I suspect you have a bad connection between the battery and the rest of the electrical system. No alternator can raise the voltage on the battery to 40v. The alternator can raise the voltage if the battery is not there. If the charging system is overcharging the battery, you might see 18v on the battery.
Most alternators when they are thrown into wide open charge, can generate close to 100v depending on the rpm. It's the battery that brings the voltage down in check. The battery will boil and possibly blow up before it lets the voltage get very high.
What’s odd is I haven’t noticed a problem until I blew up my LED’s. The tractor always fires right up even after sitting for weeks. I would think that if the battery was seeing 40 volts it wouldn’t last very long. But just yesterday I ran the tractor for about 45 minutes while Aerating the lawn. That’s when the LED’s failed. So obviously the tractor was over charging.
You can think of the battery changing the 40v output to current.
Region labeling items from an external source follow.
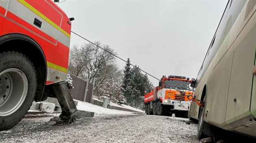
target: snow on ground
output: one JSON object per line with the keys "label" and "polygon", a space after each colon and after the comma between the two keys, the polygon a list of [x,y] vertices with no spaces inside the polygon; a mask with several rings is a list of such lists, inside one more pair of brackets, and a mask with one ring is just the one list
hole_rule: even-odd
{"label": "snow on ground", "polygon": [[[94,112],[95,114],[130,114],[131,112],[110,109],[103,107],[101,106],[93,105],[87,102],[84,102],[79,100],[74,100],[78,102],[77,109],[80,110],[85,110]],[[145,112],[143,111],[139,110],[136,108],[133,108],[130,106],[126,105],[122,106],[118,104],[111,102],[111,105],[127,108],[135,111],[141,111],[142,113]]]}

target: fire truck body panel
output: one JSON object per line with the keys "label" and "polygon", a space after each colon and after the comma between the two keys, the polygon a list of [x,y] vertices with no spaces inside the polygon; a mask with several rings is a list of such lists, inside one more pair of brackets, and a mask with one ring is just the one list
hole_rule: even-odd
{"label": "fire truck body panel", "polygon": [[52,0],[0,0],[0,130],[24,117],[33,101],[58,99],[69,123],[78,111],[67,80],[71,23]]}
{"label": "fire truck body panel", "polygon": [[[38,44],[46,61],[45,84],[48,84],[67,79],[71,25],[65,13],[53,6],[56,4],[52,1],[42,2],[44,6],[35,0],[1,1],[0,11],[3,17],[0,17],[0,36],[19,34]],[[4,28],[6,26],[12,28]]]}

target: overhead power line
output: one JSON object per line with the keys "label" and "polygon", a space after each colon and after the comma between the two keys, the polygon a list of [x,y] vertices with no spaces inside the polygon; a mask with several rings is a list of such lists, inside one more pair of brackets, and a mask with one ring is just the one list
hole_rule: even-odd
{"label": "overhead power line", "polygon": [[[117,56],[116,55],[115,55],[115,54],[113,54],[113,53],[111,53],[111,52],[109,52],[109,51],[108,51],[107,50],[106,50],[106,49],[105,49],[104,48],[102,48],[100,46],[99,46],[97,45],[97,44],[94,44],[94,43],[93,43],[93,42],[91,42],[90,40],[88,40],[86,38],[85,38],[83,37],[82,36],[80,36],[80,35],[79,35],[79,34],[76,34],[76,33],[75,33],[75,32],[73,32],[73,31],[71,31],[71,32],[72,32],[72,33],[74,33],[74,34],[76,34],[76,35],[77,35],[78,36],[80,37],[80,38],[82,38],[84,39],[84,40],[87,40],[87,41],[89,42],[90,42],[90,43],[91,43],[91,44],[93,44],[93,45],[95,45],[95,46],[97,46],[97,47],[99,47],[99,48],[101,48],[102,49],[102,50],[105,50],[105,51],[107,52],[107,53],[109,53],[109,54],[111,54],[111,55],[113,55],[113,56],[115,56],[115,57],[117,57],[117,58],[118,58],[118,59],[121,59],[121,60],[122,60],[122,61],[124,61],[125,62],[126,62],[126,63],[128,63],[128,62],[127,62],[127,61],[126,61],[124,60],[124,59],[122,59],[122,58],[121,58],[119,57],[118,57],[118,56]],[[137,69],[139,69],[139,70],[141,70],[141,71],[142,71],[142,72],[144,72],[144,73],[146,73],[146,74],[148,74],[148,75],[149,75],[149,76],[151,76],[153,78],[154,78],[156,79],[157,80],[158,80],[158,81],[161,81],[161,80],[159,80],[158,78],[156,78],[154,76],[153,76],[151,75],[151,74],[148,74],[148,73],[147,73],[147,72],[145,72],[145,71],[143,71],[143,70],[142,70],[142,69],[140,69],[139,68],[138,68],[138,67],[136,67],[136,66],[135,66],[135,65],[133,65],[132,64],[131,64],[131,63],[129,63],[130,65],[131,65],[133,67],[135,67],[135,68],[137,68]]]}
{"label": "overhead power line", "polygon": [[66,0],[64,0],[62,2],[60,2],[58,3],[57,3],[56,4],[60,4],[60,3],[61,3],[61,2],[65,2],[65,1]]}

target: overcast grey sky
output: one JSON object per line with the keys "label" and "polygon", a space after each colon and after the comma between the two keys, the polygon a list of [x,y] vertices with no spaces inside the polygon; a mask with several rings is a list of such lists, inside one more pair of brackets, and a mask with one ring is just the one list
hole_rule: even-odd
{"label": "overcast grey sky", "polygon": [[[160,79],[196,78],[228,0],[60,0],[72,31]],[[72,33],[70,47],[87,41]],[[120,68],[126,63],[117,62]],[[158,81],[148,76],[154,86]]]}

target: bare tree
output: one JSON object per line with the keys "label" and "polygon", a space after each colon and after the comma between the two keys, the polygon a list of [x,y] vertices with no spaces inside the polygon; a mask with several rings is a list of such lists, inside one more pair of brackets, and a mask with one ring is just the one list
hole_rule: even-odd
{"label": "bare tree", "polygon": [[[114,50],[107,45],[102,45],[99,42],[85,44],[79,48],[74,45],[70,49],[69,73],[91,82],[95,78],[94,90],[99,93],[108,81],[114,87],[116,80],[121,77],[122,73],[117,63],[117,55]],[[100,47],[102,47],[102,49]]]}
When the output of the alternator goes up, the current flowing to the battery or whatever load it has goes up, but the battery will always keep the voltage in check, unless the battery is not in the circuit like it's supposed to be.
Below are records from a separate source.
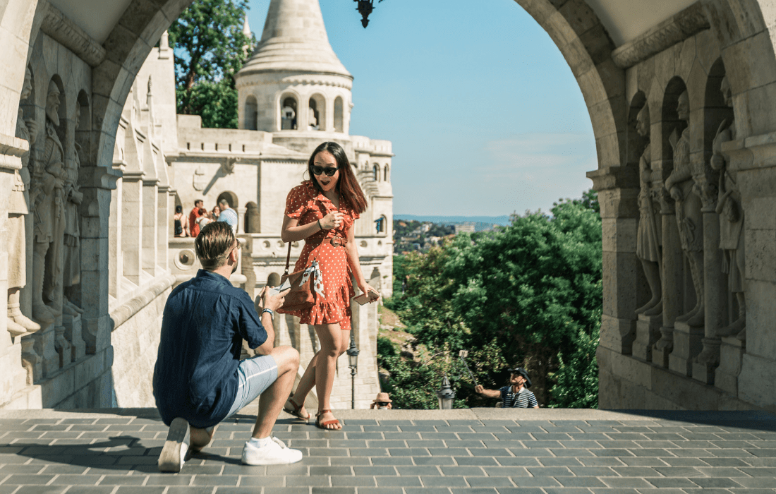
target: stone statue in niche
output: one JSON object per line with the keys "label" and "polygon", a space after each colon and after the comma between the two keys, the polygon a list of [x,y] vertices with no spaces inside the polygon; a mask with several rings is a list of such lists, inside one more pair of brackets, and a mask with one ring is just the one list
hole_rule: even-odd
{"label": "stone statue in niche", "polygon": [[639,160],[641,190],[639,193],[639,229],[636,232],[636,255],[641,261],[652,298],[636,310],[636,314],[657,315],[663,311],[663,292],[660,283],[660,229],[657,212],[652,199],[652,152],[650,148],[650,106],[644,105],[636,115],[636,132],[647,140],[644,152]]}
{"label": "stone statue in niche", "polygon": [[[725,97],[725,104],[733,106],[733,95],[727,76],[722,78],[719,88]],[[711,165],[719,171],[719,198],[716,212],[719,214],[719,248],[722,250],[722,272],[728,275],[728,290],[736,297],[738,315],[729,325],[717,330],[719,336],[736,335],[738,339],[747,338],[747,304],[744,296],[744,245],[743,208],[741,193],[736,177],[727,169],[725,157],[720,152],[723,142],[736,138],[736,120],[728,125],[723,121],[714,138]]]}
{"label": "stone statue in niche", "polygon": [[[22,100],[29,97],[33,91],[33,74],[27,68],[24,73]],[[34,120],[24,121],[22,109],[16,118],[16,137],[29,143],[32,150],[37,136]],[[14,172],[14,184],[8,208],[8,331],[13,336],[40,329],[40,325],[22,314],[19,305],[20,290],[27,284],[26,238],[25,216],[29,213],[29,151],[22,156],[22,168]],[[30,383],[31,384],[31,383]]]}
{"label": "stone statue in niche", "polygon": [[[36,160],[33,181],[33,214],[34,245],[33,259],[33,318],[49,323],[62,312],[55,300],[61,287],[62,266],[60,262],[61,231],[64,216],[64,189],[67,179],[64,150],[57,135],[59,127],[59,89],[54,81],[49,83],[46,96],[46,145],[43,155]],[[43,293],[45,290],[45,294]],[[44,302],[44,297],[50,302]]]}
{"label": "stone statue in niche", "polygon": [[[75,105],[75,125],[81,122],[81,105]],[[78,127],[76,127],[78,128]],[[64,259],[63,262],[62,285],[64,289],[70,288],[74,285],[81,283],[81,227],[78,218],[78,205],[84,200],[84,194],[78,187],[78,169],[81,167],[81,156],[79,151],[81,146],[73,143],[75,150],[73,153],[73,158],[68,160],[68,166],[65,169],[66,179],[64,182],[64,197],[67,200],[64,203],[64,232],[63,243],[64,248]],[[62,299],[62,311],[70,315],[83,314],[84,311],[80,307],[70,301],[67,297]]]}
{"label": "stone statue in niche", "polygon": [[[679,120],[687,122],[690,118],[690,102],[687,91],[679,96],[677,103]],[[694,192],[692,164],[690,161],[690,139],[688,128],[676,140],[675,134],[671,141],[674,145],[674,171],[666,179],[666,190],[676,201],[677,224],[681,249],[690,265],[692,285],[695,290],[695,306],[687,314],[676,318],[691,326],[702,326],[705,318],[703,295],[703,217],[701,212],[701,199]],[[675,143],[674,142],[675,141]]]}

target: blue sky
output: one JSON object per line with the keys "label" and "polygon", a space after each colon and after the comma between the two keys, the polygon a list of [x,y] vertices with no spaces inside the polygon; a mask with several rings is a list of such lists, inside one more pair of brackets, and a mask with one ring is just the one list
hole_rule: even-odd
{"label": "blue sky", "polygon": [[[353,75],[351,134],[393,143],[395,215],[501,215],[579,197],[598,167],[582,93],[514,0],[320,0]],[[251,0],[261,38],[269,0]]]}

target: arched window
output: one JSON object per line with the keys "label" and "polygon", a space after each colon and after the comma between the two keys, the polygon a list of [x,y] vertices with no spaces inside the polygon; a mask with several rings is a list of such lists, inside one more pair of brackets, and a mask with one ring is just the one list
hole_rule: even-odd
{"label": "arched window", "polygon": [[296,129],[296,99],[293,96],[284,98],[280,105],[280,130]]}
{"label": "arched window", "polygon": [[344,132],[343,129],[345,129],[345,108],[342,96],[337,96],[334,99],[334,132]]}
{"label": "arched window", "polygon": [[243,114],[243,128],[246,130],[256,130],[256,118],[258,117],[258,104],[253,95],[245,99],[245,111]]}
{"label": "arched window", "polygon": [[388,228],[388,218],[385,215],[379,217],[375,220],[375,230],[377,233],[381,233],[385,235],[386,229]]}
{"label": "arched window", "polygon": [[326,130],[326,100],[320,94],[313,95],[308,103],[307,130]]}

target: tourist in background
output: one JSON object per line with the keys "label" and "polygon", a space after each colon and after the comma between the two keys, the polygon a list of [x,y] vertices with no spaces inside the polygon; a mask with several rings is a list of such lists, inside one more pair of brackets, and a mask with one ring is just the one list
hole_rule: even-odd
{"label": "tourist in background", "polygon": [[205,201],[201,199],[197,199],[194,201],[194,209],[192,209],[192,212],[189,214],[189,228],[191,228],[191,235],[192,237],[196,237],[199,235],[199,225],[197,224],[196,219],[202,216],[202,213],[199,211],[204,205]]}
{"label": "tourist in background", "polygon": [[183,214],[183,207],[178,204],[175,206],[175,214],[172,215],[172,219],[175,221],[175,236],[189,236],[189,219]]}
{"label": "tourist in background", "polygon": [[323,143],[310,157],[307,172],[310,179],[292,189],[286,200],[280,235],[283,242],[305,241],[293,270],[303,270],[317,259],[326,297],[310,309],[287,312],[301,318],[302,324],[313,325],[320,350],[307,364],[285,409],[309,419],[304,400],[314,384],[318,395],[316,424],[321,429],[338,430],[342,426],[331,413],[330,401],[337,357],[350,340],[350,299],[355,294],[351,276],[362,292],[373,293],[375,300],[379,295],[366,284],[359,261],[353,222],[366,210],[366,199],[345,150],[334,142]]}
{"label": "tourist in background", "polygon": [[372,402],[369,409],[390,410],[393,408],[393,405],[391,405],[393,402],[393,400],[389,398],[388,393],[377,393],[377,398]]}
{"label": "tourist in background", "polygon": [[196,224],[197,224],[197,226],[199,227],[199,231],[202,231],[202,229],[205,228],[206,224],[207,224],[208,223],[212,223],[212,222],[213,222],[213,217],[207,211],[207,210],[205,209],[204,207],[203,207],[202,209],[200,209],[199,210],[199,217],[198,217],[196,219]]}
{"label": "tourist in background", "polygon": [[482,384],[474,387],[474,391],[487,398],[501,398],[505,409],[538,409],[536,397],[528,390],[531,378],[525,369],[517,367],[509,370],[509,384],[501,389],[485,389]]}
{"label": "tourist in background", "polygon": [[229,206],[229,203],[226,199],[222,199],[218,201],[218,207],[220,208],[220,213],[218,214],[218,221],[223,221],[227,223],[229,226],[232,227],[232,231],[234,235],[237,234],[237,213],[231,207]]}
Thanks for that. Looks about right. I’m really having a hard time understanding how I’m getting unregulated voltage. It’s as if I don’t have a regulator. And that diagram doesn’t show one.
Anyone know how many wires come off the stator and where they go?
On the later Briggs motors they had two wires, one was a straight A/C that they ran directly to power headlights, and then other was the charge wire. It usually had a diode inline and then went directly to the battery with no regulator. The diode rectified the voltage a little bit and kept the battery from discharging back into the stator windings. I don't see a diode in the diagram link I posted. And in that Briggs style charging system, the only thing that kept the voltage down to a reasonable level was the battery itself.
Check out me fixing my 817 over the summer. The ignition feed back can do weird things! Also show an onan regulator at about 6:10 I get into that. 90% of the time the regulator is bad and its behind the flywheel mounted to the oil pan. Very common fix is to take it out and add a kohler regulator with longer wires to reach else where.
At 16:14 im looking at the factory regulator and its 4 wires
The stator puts out a/c voltage, and around 40 volts a/c isn't out of the question. The regulator knocks it down to 12-16 volts dc current.